Ease of Use Free Climbing
In addition to being the lightest aider, the Petzl GradiStep can be put in its own bag, which makes it very low profile. You almost forget it is clipped to your harness when doing free moves. In contrast, the features that make the Yates Aid Ladder so comfortable mean it is very bulky when clipped to your harness and the reinforced steps easily get caught in cracks. The Metolius 5 Step Aider doesn't get quite as easily stuck in cracks, but the reinforcement that makes it so comfy can get really stuck. The Metolius Alpine Aider was surprisingly comfortable for being so lightweight and not bulky. Aiders without urethane reinforcement, like the Fish Smart Aiders, are less likely to get stuck in cracks when you bust a free move or two and want to let them dangle (as opposed to taking the time to bunch them up and clip them to the side of your harness).

Top-Stepping
Overall, the Metolius 5 Step Aider with sub steps in the top two steps gives you the most options for top-stepping. It also had the highest step so on low angle terrain this aider lets you reach the highest (unless you want to put your foot in the grab loop). Of the aid ladder- style, any aider that does not have a spreader bar (like the Metolius Aid Ladder) is very hard to get in the top steps if you are only using two aiders total.
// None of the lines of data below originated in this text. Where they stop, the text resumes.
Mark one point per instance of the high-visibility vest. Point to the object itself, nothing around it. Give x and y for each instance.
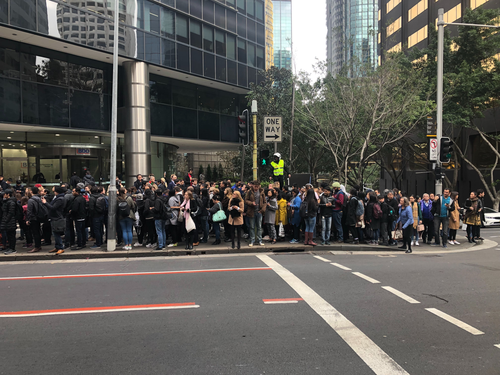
(278, 167)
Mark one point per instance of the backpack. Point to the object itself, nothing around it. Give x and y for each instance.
(124, 209)
(303, 210)
(377, 211)
(42, 212)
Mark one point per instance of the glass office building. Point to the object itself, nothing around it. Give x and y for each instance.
(282, 33)
(352, 33)
(185, 68)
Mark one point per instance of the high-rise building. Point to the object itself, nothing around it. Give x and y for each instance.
(269, 34)
(184, 70)
(405, 24)
(282, 30)
(352, 33)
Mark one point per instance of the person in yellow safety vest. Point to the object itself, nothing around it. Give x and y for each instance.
(279, 169)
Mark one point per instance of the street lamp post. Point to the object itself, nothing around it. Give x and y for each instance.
(111, 229)
(439, 101)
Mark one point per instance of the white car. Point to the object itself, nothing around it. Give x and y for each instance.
(491, 217)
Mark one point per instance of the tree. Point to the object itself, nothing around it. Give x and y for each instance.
(472, 87)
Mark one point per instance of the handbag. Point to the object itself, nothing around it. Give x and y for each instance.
(190, 226)
(219, 215)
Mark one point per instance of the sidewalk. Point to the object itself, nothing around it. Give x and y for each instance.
(225, 248)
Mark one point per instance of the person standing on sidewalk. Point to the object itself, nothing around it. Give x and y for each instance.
(256, 207)
(8, 224)
(56, 214)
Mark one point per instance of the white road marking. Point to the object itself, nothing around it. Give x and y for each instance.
(367, 278)
(455, 321)
(363, 346)
(400, 294)
(341, 266)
The Yates was better for top-stepping but the Metolius Ladder Aider did have a bigger grab loop so you can get you foot in for that occasion "super top-stepping" move.



THE BOTTOM LINE
The type of aider you choose will depend on the type of wall climbing you prefer. Almost every aider we tested excelled in a certain application or was a great value.

Best Aider for Most Big Wall Applications
The Yates Big Wall ladder stood out for its comfort and ease of use, especially on steep terrain. It is pretty expensive ($45 for 6 steps and $50 for 7 steps) but its durability means you won't wear it out. Chris McNamara uses the 6 step but you might want the 7 step for hard aid. The Metolius 8 Step Ladder was another great option if you don't mind it missing the spreader bar. It scored up there with the Yates and is $11 less expensive.

Best Aider for Free Climbing Walls
For a wall with a lot of free climbing such as The Nose or Salathe or Lurking fear, we prefer the optimal comfort-to-weight ratio as well as the affordable price of the Metolius Alpine Aider.

Best Budget Aider
For value, you can't beat the Fish Smart Aiders at only $47 a pair. Chris Mac did his first handful of walls with them and liked them until he started preferring aiders with more reinforced steps and more top-stepping options. Also, if you climb with four aiders (which we strongly discourage), using four of these aiders is going to be one of your lightest options and save you more than $100 over any other four-aider setup.

If You Prefer an Etrier-Style Aider
We like the Metolius 5 Step Aider ($36). Chris Mac did most of his El Cap ascents with these and loves them, except for the fact that they blow out after awhile. He usually uses the 4 Step but always takes the 5 Step on hard aid such as Reticent Wall. The Metolius gets our Best Buy Award because it is very high scoring while being one of the least expensive aiders we tested. If you prefer ladder aiders, the Metolius 8 Step Ladder would get the Best Buy award.